Order of the Solar Temple medallion (AP)
Order of the Solar Temple
medallion (AP)

To provide a sense of cohesion and group uniformity, Di Mambro developed some simple rituals, which Mayer, the defense minister, says became more elaborate over time, “with capes, crosses, swords, and so on.” Some of his followers came from affluent families, which enabled Di Mambro to purchase a mansion in Geneva, Switzerland. In 1978, he formed the core group, the Foundation of the Golden Way that by 1984 would eventually become known as the Order of the Solar Temple. His ideas drew many sympathizers who did not live in the community but who nevertheless gave donations and practiced the ceremonies. They were brought in through front organizations, known as clubs. The secret society apart from these clubs was reserved for the core elite.

Luc Journet (AP)
Luc Journet (AP)

Along the way, Di Mambro, the Cosmic Master, met a charismatic medical doctor and obstetrician from Belgium named Luc Journet. Born in 1947 in the Belgian Congo, he became a tireless worker on behalf of the order, multiplying its membership and taking on the job of guide and prophet. With charm, eloquence, and persuasion, he impressed people to get involved. He’d been to India, where he’d been impressed by spiritual ideas, and he practiced homeopathic medicine.

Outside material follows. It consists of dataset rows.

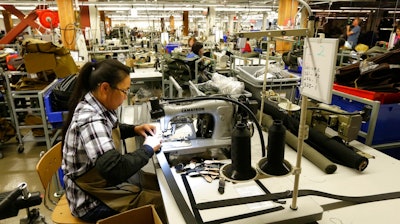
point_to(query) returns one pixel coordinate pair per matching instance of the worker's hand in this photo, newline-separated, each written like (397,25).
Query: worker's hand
(154,142)
(145,130)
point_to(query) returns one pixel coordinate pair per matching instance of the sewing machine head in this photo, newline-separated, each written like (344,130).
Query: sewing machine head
(214,117)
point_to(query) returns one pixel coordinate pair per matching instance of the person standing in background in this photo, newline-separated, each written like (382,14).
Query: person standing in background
(353,33)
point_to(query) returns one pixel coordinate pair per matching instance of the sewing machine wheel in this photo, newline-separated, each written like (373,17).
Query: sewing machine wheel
(205,126)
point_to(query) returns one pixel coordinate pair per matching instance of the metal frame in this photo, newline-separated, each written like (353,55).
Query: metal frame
(369,135)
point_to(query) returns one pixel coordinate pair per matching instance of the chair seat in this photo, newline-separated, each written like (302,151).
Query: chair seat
(62,213)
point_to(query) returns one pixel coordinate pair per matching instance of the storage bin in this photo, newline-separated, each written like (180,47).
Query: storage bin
(382,97)
(387,122)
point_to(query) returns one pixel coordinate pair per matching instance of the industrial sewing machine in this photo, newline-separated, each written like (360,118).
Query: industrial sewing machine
(214,123)
(347,125)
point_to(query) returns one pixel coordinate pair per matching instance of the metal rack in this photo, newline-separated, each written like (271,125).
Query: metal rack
(33,105)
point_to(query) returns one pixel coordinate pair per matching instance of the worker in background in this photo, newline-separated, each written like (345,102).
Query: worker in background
(353,32)
(99,180)
(197,50)
(191,41)
(396,42)
(247,47)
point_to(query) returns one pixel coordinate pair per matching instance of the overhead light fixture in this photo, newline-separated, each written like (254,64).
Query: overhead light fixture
(133,12)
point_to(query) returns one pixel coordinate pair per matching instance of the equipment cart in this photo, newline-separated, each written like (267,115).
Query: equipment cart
(24,103)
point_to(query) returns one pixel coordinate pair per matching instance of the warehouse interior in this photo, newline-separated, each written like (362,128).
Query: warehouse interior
(284,111)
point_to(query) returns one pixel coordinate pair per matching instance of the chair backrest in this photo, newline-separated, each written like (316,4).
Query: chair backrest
(49,164)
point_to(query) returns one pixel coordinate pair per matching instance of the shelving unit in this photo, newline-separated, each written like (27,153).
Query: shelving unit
(32,105)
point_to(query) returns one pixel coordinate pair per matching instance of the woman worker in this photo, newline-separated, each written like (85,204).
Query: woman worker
(99,181)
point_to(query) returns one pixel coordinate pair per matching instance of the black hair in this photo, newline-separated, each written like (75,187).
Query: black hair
(91,75)
(196,47)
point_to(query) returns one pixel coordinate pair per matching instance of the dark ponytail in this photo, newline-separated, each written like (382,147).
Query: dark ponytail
(90,76)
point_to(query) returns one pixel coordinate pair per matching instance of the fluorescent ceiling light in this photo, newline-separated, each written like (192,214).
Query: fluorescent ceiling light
(341,11)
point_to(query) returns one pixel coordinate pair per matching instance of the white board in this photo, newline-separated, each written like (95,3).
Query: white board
(319,61)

By the late 1980s, membership reached as high as 422 in 1989 (some reports say 600), from Switzerland to France to French-speaking Canada, as well as the French Caribbean. There were a handful of devotees, respectively, in the U. S. and Spain. Time reporter Michael Seville wrote that Jouret and Di Mambro had collected as much as 93 million dollars from their followers’ assets, selling them and profiting from the proceeds.

The religion operated along a strict paternalistic hierarchy, as most secretive cults do, with its top 33 members known as the Elder Brothers of the Rosy Cross, headquartered in Zurich, Switzerland. Beyond them was the core community, which operated as an elite fraternity, and then the clubs, or initiating outlets through which the new members entered and were evaluated.

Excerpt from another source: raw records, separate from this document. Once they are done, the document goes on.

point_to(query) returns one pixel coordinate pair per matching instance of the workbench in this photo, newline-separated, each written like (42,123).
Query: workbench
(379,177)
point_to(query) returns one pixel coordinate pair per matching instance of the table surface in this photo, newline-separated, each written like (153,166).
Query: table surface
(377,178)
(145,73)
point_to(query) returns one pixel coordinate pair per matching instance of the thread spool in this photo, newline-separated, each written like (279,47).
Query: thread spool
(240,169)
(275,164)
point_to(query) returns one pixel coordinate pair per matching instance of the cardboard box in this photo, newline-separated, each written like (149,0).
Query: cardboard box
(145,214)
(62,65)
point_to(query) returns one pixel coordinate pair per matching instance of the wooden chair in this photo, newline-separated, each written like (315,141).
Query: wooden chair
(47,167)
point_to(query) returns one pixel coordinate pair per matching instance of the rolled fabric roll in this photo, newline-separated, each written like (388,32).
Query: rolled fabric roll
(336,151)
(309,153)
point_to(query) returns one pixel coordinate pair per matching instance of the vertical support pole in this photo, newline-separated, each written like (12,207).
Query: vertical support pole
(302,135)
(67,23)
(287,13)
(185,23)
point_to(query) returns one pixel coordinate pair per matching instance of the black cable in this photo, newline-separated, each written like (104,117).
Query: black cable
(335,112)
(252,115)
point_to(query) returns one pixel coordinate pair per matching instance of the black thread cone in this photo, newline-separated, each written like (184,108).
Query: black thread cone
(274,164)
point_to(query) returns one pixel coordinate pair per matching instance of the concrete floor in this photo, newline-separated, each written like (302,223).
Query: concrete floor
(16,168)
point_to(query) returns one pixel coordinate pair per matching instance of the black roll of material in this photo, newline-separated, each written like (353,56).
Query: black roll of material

According to an organization called Religious Tolerance, Luc Jouret had convinced followers that in a previous life he had been a member of the 14th-century Christian order known as the Knights Templar, and that he was now the third incarnation of Christ. Thus, he had higher spiritual knowledge and access to esoteric secrets. According to him, after members left their physical bodies on earth, they would meet together again via “death voyages” that took them to another planet, or the star Sirius. In Jouret’s doctrine, death was an illusion and life would continue in a higher form in these other places. While he taught homeopathic remedies and New Age philosophies, he preached that the world would end with an environmental catastrophe, due to human neglect and outright damage, and some members would be chosen to make the transition from Earth to Sirius before this incendiary final collapse. In fact, they would have to leave through fire. There was no other way.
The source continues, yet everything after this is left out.